Though the noble Haus Konstruktiv now shows artists beyond its original remit of Constructive and Concrete art, this institution keeps art on a tight leash. The Constructivists worked at permeating other disciplines and thus life at large, often in glorious floods of colour, but control was always de rigueur. It takes an artist like Kilian Rüthemann, whose work is both explicit and unpredictable, to push the solemn boundaries of this legacy.
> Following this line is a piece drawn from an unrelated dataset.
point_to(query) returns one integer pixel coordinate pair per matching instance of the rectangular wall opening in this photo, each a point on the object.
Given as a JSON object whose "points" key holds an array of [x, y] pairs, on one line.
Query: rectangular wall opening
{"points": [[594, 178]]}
For several years Rüthemann has been pursuing a binary method, investigating the qualities of commonplace materials such as roofing tar, girders or glass, and doing so in direct response to the given exhibition space. In Zurich, the main space was occupied by Room for milk (2012), ten large blocks of malleable white foam wedged between the six pillars that line the middle of the room. These cubes had all the regularity of minimal sculpture, but pushed into place between the thin supports they jostled against each other, bulging slightly against the pressure that kept them suspended above the floor like giant sugar cubes on string. A peculiarity of the two adjoining smaller rooms is that each has a window allowing sight of a massive pulley from the building’s previous life as an electricity substation; in these rooms were Scratch (left to right) (2012) and its symmetrical partner Scratch (right to left) (2012), deep gouges in the wall making Zorro-like diagonal lines edged with the strata of countless coats of paint from previous shows, Rüthemann’s intervention revealing how it now functions as an operational art space.
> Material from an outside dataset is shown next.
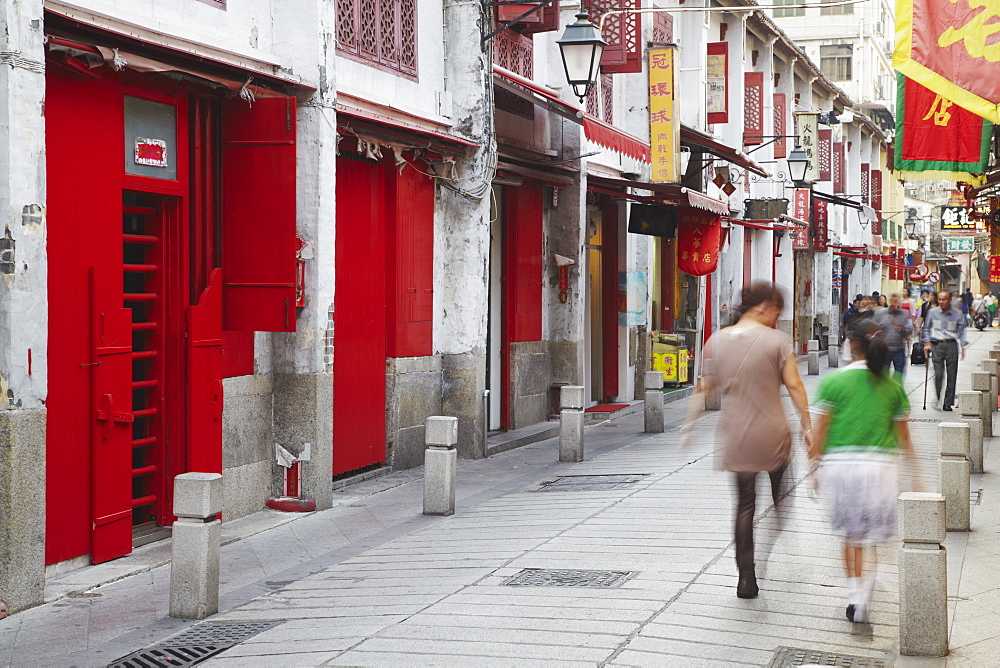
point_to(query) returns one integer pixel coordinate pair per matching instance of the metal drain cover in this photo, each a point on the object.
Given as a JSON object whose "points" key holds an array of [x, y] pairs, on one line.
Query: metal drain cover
{"points": [[589, 483], [198, 643], [788, 657], [544, 577]]}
The title of the central work, and exhibition title, is taken from the question asked by baristas: should I leave space for milk? One that Rüthemann often heard during a recent residency in New York. The press release interprets this as the viewer’s choice to engage with the work as they wish, though this is a moot point, as while art can determine a viewer’s physical interaction, our thoughts regarding it are always free. On the other hand, the question redefines a lack as potential – a cup is not half empty of coffee but half full of space for an addition. (To riff on the dairy theme, the foam was gradually going off through exposure, turning from white to a stale, pale yellow.) Rüthemann had redefined the columns as not merely the supports that facilitate a room for showing art but as the integral scaffold of a sculpture.
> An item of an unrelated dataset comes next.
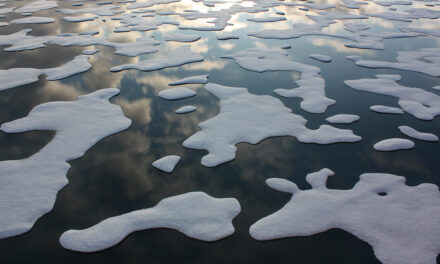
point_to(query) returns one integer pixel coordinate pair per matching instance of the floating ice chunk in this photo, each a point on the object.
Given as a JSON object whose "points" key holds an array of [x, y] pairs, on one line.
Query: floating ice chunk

Different groups of artists with diverse aims have claimed or been labelled with the name ‘concrete’, so commonality is not a given, but Rüthemann’s updated version chimes not only with his Swiss forebears, but most accurately with the Japanese Gutai (commonly translated as ‘embodiment’ or ‘concrete’) group, whose manifesto called for art to bring materials to life rather than imposing form upon them. Clap your hands in the exhibition space at the Haus Konstruktiv and you’ll find it has a killer echo, and with its great mass squeezed into place the foam of Room for milk was so vivified that its rhythm was not just a visual, but a haptic and audible addition to the room.